Anlama yeteneği bakımından birbirinin dengi olan iki kişiden izan sahibi olanla izansız olan arasındaki fark onların uygulamaya dönük yaşantılarında hemen fark edilir. İkisi de iyi derecede otomobil sürücüsünden izan sahibi olmayan güzergâh boyunca her kırmızı ışığa yakalanır; izan sahibi olansa hızını ayarlayarak güzergâhta kırmızı ışığa yakalanmadan bütün kavşaklarda yeşili yakalayarak geçer.
Hayatında bir tek gün yolu siyasetten geçmemiş birinin seçim zamanı gelince aday olmaya heveslenmesi de izan kavramıyla izah edilmeli. O, kendi yeteneğinin, deneyiminin sınırını kestiremiyor, çünkü izandan yoksun... Aday olamayacağı daha başından belli. Fakat o bunu göremiyor; bir kere denesem ne olur, diyor. Bir şey kaybetmeyeceğini düşünüyor.
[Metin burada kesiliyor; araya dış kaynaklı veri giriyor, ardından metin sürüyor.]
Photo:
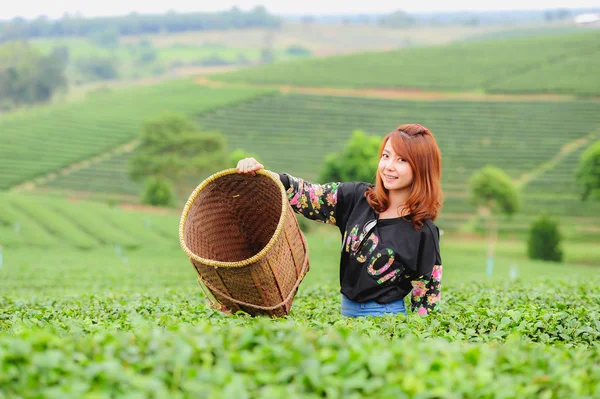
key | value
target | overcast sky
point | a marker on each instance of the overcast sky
(54, 9)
Onun bu tutumu Nasrettin Hoca’nın göle maya çalmasından farklı değil... Hoca, göle maya çalıyor, ama yaptığı işin sonucunu da biliyor. Oysa beriki, Hoca’nın bildiği sonucu kestiremiyor. Ya tutarsa yerine, illa tutsun istiyor. İşte izan, tam da bu noktada işe yarıyor.